Aggregators to Be Charged Interest at 12% per Annum if They Fail to Contribute Toward Social Security of Their Gig Workers

Aggregators to Be Charged Interest at 12% per Annum if They Fail to Contribute Toward Social Security of Their Gig Workers

The Economic Times (India) – Economy
The Economic Times (India) – EconomyMay 9, 2026

Why It Matters

The mandate raises compliance costs for gig platforms while strengthening social‑security coverage for a rapidly growing segment of India’s workforce, signaling tighter regulatory oversight of the gig economy.

Key Takeaways

  • 12% annual interest penalty for late gig‑worker social security contributions
  • Aggregators must upload all worker data to government portal within 45 days
  • Daily registration required for new hires and exits to ensure compliance
  • Eligibility: 90 days with one aggregator (120 days across aggregators), under 60 years

Pulse Analysis

India’s gig economy, now employing millions, has long operated in a regulatory gray zone. The latest amendment to the Social Security Code, 2020, forces platform aggregators to treat gig workers more like traditional employees for the purpose of social‑security contributions.
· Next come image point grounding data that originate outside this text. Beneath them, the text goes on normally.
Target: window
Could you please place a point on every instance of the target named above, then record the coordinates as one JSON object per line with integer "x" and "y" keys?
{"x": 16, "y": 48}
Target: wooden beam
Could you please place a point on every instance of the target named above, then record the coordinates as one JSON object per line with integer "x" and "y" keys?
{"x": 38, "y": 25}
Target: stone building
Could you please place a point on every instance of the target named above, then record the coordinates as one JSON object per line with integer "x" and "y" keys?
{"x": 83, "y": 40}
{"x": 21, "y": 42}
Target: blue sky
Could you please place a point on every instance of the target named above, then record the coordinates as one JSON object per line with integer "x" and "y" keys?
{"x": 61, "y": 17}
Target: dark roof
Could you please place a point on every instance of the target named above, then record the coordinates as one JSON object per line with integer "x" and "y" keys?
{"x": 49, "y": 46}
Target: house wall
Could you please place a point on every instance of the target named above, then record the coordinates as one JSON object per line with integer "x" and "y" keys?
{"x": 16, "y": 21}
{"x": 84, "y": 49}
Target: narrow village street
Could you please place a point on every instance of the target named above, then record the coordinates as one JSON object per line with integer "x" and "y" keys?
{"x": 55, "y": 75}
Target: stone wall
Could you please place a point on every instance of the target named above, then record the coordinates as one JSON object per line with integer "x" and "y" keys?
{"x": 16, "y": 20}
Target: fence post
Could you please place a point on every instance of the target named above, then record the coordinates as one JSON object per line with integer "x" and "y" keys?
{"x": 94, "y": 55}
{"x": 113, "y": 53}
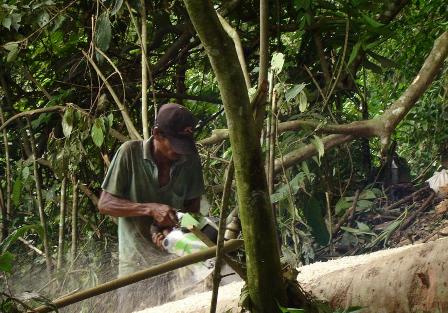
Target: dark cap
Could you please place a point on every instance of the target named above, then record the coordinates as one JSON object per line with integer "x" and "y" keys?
{"x": 177, "y": 124}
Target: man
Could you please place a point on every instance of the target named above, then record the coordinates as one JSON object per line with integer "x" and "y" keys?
{"x": 147, "y": 182}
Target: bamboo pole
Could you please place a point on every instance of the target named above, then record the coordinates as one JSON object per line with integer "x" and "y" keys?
{"x": 203, "y": 255}
{"x": 63, "y": 204}
{"x": 6, "y": 205}
{"x": 43, "y": 218}
{"x": 74, "y": 247}
{"x": 144, "y": 72}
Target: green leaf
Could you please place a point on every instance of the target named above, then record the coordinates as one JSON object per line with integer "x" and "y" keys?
{"x": 25, "y": 172}
{"x": 354, "y": 53}
{"x": 373, "y": 67}
{"x": 342, "y": 205}
{"x": 110, "y": 119}
{"x": 103, "y": 32}
{"x": 17, "y": 191}
{"x": 385, "y": 62}
{"x": 97, "y": 132}
{"x": 278, "y": 59}
{"x": 363, "y": 227}
{"x": 289, "y": 310}
{"x": 371, "y": 22}
{"x": 67, "y": 122}
{"x": 7, "y": 21}
{"x": 6, "y": 260}
{"x": 15, "y": 20}
{"x": 303, "y": 102}
{"x": 364, "y": 204}
{"x": 116, "y": 7}
{"x": 19, "y": 232}
{"x": 367, "y": 195}
{"x": 294, "y": 91}
{"x": 43, "y": 18}
{"x": 318, "y": 143}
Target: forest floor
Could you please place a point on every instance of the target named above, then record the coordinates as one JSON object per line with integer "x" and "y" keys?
{"x": 387, "y": 224}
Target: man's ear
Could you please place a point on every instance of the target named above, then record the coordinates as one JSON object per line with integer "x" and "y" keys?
{"x": 156, "y": 133}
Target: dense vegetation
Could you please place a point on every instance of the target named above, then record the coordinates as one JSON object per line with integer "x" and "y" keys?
{"x": 72, "y": 90}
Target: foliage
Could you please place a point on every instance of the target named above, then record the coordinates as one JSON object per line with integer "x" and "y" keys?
{"x": 374, "y": 57}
By mandating a centralized data upload within 45 days and real‑time tracking of workforce changes, the government aims to create a transparent, auditable trail that can be used to enforce contributions and prevent evasion.
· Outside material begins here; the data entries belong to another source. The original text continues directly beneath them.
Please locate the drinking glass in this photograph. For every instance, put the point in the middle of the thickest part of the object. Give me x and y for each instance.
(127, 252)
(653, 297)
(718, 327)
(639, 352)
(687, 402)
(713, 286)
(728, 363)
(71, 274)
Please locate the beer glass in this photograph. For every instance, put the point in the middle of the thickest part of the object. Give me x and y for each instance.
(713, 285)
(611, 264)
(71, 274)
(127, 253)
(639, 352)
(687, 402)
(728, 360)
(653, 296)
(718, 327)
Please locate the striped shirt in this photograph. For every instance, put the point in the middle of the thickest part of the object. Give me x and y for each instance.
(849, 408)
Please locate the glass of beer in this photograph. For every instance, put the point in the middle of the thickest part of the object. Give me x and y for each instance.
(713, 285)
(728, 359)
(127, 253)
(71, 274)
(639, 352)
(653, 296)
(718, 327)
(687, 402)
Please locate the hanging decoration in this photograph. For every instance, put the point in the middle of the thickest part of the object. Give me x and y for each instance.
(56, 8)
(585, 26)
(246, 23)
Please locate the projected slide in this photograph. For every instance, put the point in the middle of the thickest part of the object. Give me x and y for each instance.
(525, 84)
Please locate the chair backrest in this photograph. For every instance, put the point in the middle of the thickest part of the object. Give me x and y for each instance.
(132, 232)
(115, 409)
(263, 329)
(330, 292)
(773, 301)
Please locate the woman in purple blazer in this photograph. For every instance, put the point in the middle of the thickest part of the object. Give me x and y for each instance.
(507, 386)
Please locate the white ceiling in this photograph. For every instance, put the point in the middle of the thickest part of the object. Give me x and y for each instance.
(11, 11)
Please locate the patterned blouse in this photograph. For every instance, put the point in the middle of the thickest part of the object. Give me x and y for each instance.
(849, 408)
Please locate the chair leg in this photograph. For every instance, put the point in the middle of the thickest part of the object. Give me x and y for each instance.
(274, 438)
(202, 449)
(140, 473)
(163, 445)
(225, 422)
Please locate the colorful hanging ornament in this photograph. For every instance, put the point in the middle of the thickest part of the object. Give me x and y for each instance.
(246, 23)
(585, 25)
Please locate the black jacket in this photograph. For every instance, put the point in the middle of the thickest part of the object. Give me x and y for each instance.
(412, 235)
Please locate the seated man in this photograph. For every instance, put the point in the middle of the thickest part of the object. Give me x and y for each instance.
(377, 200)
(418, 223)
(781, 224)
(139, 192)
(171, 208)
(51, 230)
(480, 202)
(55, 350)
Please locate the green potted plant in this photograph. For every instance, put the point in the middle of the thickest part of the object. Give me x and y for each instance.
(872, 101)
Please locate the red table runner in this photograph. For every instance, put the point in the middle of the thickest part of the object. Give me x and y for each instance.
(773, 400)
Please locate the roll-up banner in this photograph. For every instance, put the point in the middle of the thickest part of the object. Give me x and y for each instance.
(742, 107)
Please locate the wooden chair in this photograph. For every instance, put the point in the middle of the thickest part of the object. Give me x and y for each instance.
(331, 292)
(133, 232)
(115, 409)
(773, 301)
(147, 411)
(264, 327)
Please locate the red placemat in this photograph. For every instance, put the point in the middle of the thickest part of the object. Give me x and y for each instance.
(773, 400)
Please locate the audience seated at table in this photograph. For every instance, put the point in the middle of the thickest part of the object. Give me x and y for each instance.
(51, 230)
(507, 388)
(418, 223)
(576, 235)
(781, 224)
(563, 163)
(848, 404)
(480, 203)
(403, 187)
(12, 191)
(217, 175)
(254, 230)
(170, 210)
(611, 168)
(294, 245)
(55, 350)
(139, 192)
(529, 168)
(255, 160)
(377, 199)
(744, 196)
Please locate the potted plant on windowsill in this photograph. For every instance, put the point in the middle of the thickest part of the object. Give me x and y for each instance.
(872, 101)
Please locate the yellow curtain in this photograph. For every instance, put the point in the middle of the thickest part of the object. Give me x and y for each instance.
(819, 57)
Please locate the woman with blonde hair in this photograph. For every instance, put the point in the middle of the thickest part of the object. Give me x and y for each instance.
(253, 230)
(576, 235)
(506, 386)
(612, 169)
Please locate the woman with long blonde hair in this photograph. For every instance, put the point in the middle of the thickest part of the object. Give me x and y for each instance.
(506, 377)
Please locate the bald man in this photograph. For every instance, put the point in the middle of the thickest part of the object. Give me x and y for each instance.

For aggregators, the new rules translate into immediate operational overhaul and potential financial exposure. A 12% per‑annum interest charge on overdue contributions is steep, effectively adding a cost of roughly one percent per month for each delayed rupee. Companies will need to invest in compliance technology, upgrade HR systems, and possibly renegotiate contracts with partner firms to ensure timely reporting. While larger players may absorb these costs, smaller aggregators could face margin pressure or be forced to consolidate, reshaping the competitive landscape.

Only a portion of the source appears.